The recent growth of the Tea Party movement has perhaps gone unnoticed by students immersed in a liberal arts college environment.
Yet the sheer number of people joining the recently–developed group is reason enough to take a step back and recognize the significance of a new party on the political scene.
According to CNN.com, the Tea Party movement’s approval rating is up to 37 percent, while the Democrats hold a 41 percent approval rating and the Republicans enjoy a 42 percent favorable rating.
In other words, over a third of Americans are sick and tired of both Democrats and Republicans, and they need somewhere to go.
That’s where the Tea Party movement comes in.
A shift toward an anti-tax, anti-big government mentality is on the rise. The majority of the party members are white males, most are conservative and most are well-to-do…no big surprise there.
The first Tea Party convention was held in Nashville in February; about 600 supporters attended. The main speaker, former Alaska governor Sarah Palin, was criticized for receiving $100,000 for addressing the convention.
Neither Democrats nor Republicans are fully satisfying the general populace, which means that citizens are looking for another option.
There’s certainly nothing wrong with a shift in American politics and party dynamics; however, the Tea Party movement appears to be comprised mainly of angry, frustrated individuals who don’t really have any substantial plan of action in mind beyond attending rallies and protests.
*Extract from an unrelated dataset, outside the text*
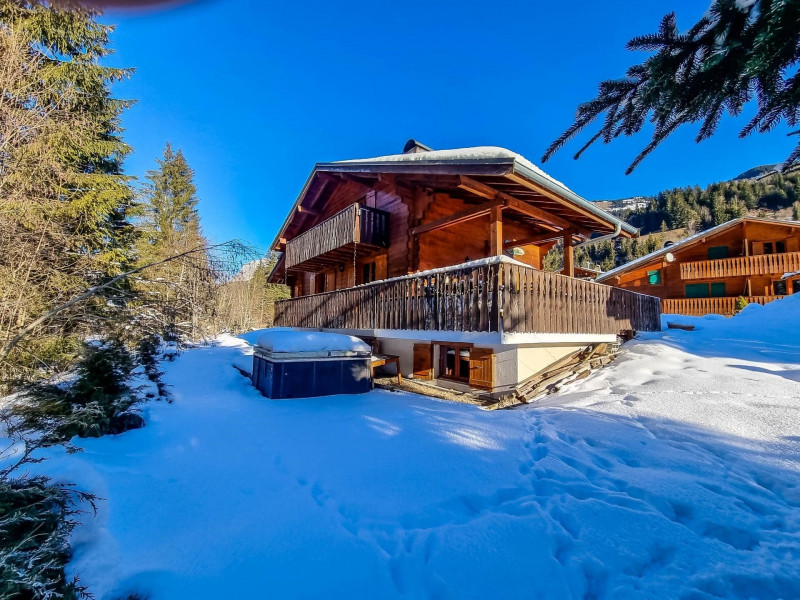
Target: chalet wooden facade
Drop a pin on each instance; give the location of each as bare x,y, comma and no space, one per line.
757,259
415,250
This lack of substance causes many non-supporters of the movement to ask why it appeals to so many.
The Tea Party is essentially filling a void that has appeared due to the lack of support for the two major political parties already in place.
This is a sign of the times; many Americans are dissatisfied with the current track the political sphere seems to be following.
Now is an ideal time for a new movement to really take shape, whether it is liberal or conservative.
If the Tea Party gets its act together and develops a strong set of goals and a plan by which to achieve them, the movement may well become a bona fide competitor in America’s established party system.
If not, the Tea Party runs the risk of not only becoming obsolete but also turning into a joke.